I've also noticed interactions from https://t.co/bvrfSzrUdh's social media account with posts calling BTS fans "bots" or suggesting that our listening habits are somehow illegitimate. Even if those interactions weren't intended to endorse those opinions, they reinforce the perception created by the forum post, that BTS fans are viewed differently from other users.
At the same time, many BTS listeners have reported legitimate scrobbles not being counted despite following Spotify's and Apple Music's streaming guidelines. If that's a technical issue, I sincerely hope it's investigated. If it's an intentional filtering decision, then users deserve transparency about how those decisions are being made.
What concerns me most is consistency.
Would https://t.co/bvrfSzrUdh publicly name Taylor Swift if Swifties dominated the charts?
Would you redesign your charts because another fandom listened more than everyone else?
Would heavy listening by fans of The Beatles, Oasis, Metallica, or any other artist be described as a "problem"?
If the answer is no, then BTS should not have been singled out either.
Every large fandom has people who break rules. Every large fandom has people who stream heavily. Those are separate issues.

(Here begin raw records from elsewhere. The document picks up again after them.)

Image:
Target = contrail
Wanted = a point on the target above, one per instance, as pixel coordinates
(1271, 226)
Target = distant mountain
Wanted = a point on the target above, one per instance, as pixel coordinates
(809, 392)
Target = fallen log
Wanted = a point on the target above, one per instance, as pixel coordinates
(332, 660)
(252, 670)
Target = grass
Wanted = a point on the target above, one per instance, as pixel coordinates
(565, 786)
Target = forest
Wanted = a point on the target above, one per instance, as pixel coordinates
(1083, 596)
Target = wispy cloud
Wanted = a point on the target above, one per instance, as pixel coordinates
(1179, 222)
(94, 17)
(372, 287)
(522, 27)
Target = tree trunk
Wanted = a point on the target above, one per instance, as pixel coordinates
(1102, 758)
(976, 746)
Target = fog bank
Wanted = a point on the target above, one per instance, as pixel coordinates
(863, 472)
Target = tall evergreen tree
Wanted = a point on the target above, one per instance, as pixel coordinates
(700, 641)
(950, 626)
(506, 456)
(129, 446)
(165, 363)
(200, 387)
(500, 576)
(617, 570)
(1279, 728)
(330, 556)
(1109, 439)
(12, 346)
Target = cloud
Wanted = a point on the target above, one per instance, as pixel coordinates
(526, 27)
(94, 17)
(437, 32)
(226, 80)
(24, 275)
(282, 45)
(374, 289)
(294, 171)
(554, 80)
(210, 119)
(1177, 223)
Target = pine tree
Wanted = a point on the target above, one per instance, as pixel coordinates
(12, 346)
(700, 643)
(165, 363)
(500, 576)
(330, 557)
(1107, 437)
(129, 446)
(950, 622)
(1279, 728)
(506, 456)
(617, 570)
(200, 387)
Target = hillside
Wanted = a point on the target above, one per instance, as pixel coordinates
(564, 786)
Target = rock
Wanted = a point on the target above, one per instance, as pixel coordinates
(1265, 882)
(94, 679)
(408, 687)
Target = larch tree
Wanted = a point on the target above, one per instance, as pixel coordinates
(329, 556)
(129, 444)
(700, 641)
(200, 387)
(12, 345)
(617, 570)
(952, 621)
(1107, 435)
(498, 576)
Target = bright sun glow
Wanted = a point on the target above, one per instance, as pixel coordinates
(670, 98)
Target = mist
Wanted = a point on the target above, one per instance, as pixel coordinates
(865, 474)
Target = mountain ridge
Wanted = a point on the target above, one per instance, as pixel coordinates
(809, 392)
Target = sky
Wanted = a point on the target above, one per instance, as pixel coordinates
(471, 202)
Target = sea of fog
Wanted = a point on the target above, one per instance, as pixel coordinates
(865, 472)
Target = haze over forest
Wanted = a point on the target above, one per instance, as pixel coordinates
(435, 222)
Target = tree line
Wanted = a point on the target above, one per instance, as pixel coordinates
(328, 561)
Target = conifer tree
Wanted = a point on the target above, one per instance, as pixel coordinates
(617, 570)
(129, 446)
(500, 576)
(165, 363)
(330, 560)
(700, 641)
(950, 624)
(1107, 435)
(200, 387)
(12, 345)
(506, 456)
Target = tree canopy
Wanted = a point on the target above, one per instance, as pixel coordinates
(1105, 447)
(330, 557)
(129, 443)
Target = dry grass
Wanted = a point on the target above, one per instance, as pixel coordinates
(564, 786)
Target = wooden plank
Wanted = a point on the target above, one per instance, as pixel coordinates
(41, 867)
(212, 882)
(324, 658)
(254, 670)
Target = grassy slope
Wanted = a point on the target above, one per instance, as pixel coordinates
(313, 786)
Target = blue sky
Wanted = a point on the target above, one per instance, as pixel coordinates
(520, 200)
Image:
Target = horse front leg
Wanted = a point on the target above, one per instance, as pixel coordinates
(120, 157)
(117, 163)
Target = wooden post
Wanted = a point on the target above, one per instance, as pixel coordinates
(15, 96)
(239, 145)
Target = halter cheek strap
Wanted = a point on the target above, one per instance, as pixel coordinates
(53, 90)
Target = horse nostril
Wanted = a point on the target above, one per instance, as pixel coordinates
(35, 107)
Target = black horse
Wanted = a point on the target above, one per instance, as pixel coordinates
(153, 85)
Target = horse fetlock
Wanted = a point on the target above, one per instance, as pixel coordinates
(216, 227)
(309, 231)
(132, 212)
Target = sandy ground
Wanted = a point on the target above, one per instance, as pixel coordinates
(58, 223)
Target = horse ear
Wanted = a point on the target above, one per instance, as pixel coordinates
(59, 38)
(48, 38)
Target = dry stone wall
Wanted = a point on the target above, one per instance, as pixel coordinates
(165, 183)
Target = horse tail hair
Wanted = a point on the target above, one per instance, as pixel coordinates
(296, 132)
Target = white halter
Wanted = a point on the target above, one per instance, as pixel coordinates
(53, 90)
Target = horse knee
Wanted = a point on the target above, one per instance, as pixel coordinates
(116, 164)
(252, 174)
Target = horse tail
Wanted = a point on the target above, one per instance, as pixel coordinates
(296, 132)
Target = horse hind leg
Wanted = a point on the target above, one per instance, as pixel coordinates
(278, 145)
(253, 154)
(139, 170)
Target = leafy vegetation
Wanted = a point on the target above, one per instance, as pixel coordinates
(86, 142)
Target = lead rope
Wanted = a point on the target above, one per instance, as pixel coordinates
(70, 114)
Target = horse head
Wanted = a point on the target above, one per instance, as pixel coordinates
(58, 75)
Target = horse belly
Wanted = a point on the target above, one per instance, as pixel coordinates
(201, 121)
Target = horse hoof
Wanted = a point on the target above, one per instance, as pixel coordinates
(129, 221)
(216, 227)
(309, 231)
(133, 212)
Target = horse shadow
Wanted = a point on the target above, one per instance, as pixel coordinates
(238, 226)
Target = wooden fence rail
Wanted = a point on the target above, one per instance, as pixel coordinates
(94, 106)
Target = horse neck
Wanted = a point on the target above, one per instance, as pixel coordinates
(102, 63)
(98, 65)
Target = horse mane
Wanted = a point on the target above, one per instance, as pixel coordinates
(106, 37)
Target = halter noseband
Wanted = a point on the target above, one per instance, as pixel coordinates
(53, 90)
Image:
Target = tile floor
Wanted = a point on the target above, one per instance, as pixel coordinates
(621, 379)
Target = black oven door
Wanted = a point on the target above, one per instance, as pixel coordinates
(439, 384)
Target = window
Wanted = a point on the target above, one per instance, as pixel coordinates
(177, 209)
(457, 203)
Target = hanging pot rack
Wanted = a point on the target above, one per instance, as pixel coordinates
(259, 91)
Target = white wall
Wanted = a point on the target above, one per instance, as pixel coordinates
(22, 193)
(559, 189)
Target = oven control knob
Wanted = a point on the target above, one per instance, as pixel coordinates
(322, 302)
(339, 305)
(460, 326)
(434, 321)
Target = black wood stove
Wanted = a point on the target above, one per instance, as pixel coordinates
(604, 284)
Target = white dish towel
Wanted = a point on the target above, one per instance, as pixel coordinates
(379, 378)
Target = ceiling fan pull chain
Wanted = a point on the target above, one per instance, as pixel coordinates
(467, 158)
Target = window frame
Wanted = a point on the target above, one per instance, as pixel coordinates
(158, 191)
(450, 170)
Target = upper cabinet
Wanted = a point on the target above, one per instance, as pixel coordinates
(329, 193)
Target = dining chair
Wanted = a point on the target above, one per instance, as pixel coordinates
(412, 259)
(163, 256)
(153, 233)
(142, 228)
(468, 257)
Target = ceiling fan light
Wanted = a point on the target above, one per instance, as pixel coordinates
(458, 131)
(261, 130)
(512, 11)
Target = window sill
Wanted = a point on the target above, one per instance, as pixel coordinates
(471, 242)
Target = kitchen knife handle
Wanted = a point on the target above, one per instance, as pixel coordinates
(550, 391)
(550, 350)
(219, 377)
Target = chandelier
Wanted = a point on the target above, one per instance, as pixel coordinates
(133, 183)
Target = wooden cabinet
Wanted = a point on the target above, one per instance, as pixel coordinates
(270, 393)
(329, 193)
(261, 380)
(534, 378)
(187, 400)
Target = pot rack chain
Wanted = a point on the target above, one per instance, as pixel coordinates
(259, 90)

Legitimate listening should never be treated as suspicious simply because it comes from an organized or passionate fanbase.
The value of https://t.co/bvrfSzrUdh has always been trust.
Users trust that if they play music legitimately, their listening history is recorded accurately.
Artists trust that the data reflects actual listening.
Researchers, journalists, and music fans use https://t.co/bvrfSzrUdh because they believe the platform measures behavior objectively.
The moment users begin to wonder whether certain artists or fandoms are being treated differently, that trust begins to erode.
I'm writing this not as someone looking for an argument, but as a longtime user who genuinely wants https://t.co/bvrfSzrUdh to succeed.
I would appreciate answers to a few simple questions:
** Why was BTS specifically named in an official company response instead of discussing chart methodology more broadly?
** Why were discussions of BTS immediately followed by references to "inauthentic" scrobbling without evidence connecting the two?
**Is https://t.co/bvrfSzrUdh intentionally filtering legitimate scrobbles from certain listening patterns?
**Does https://t.co/bvrfSzrUdh recognize how these communications have created the appearance of bias, even if that wasn't the intention?
**Does the company plan to address these concerns publicly?
I have screenshots of the official forum post, social media interactions, and examples of the issues I've referenced, and I'm happy to provide them if they're helpful.
I truly hope https://t.co/bvrfSzrUdh chooses to address this openly. Music is for everyone, and the data representing that music should be equally fair to everyone.
Thank you for taking the time to read this.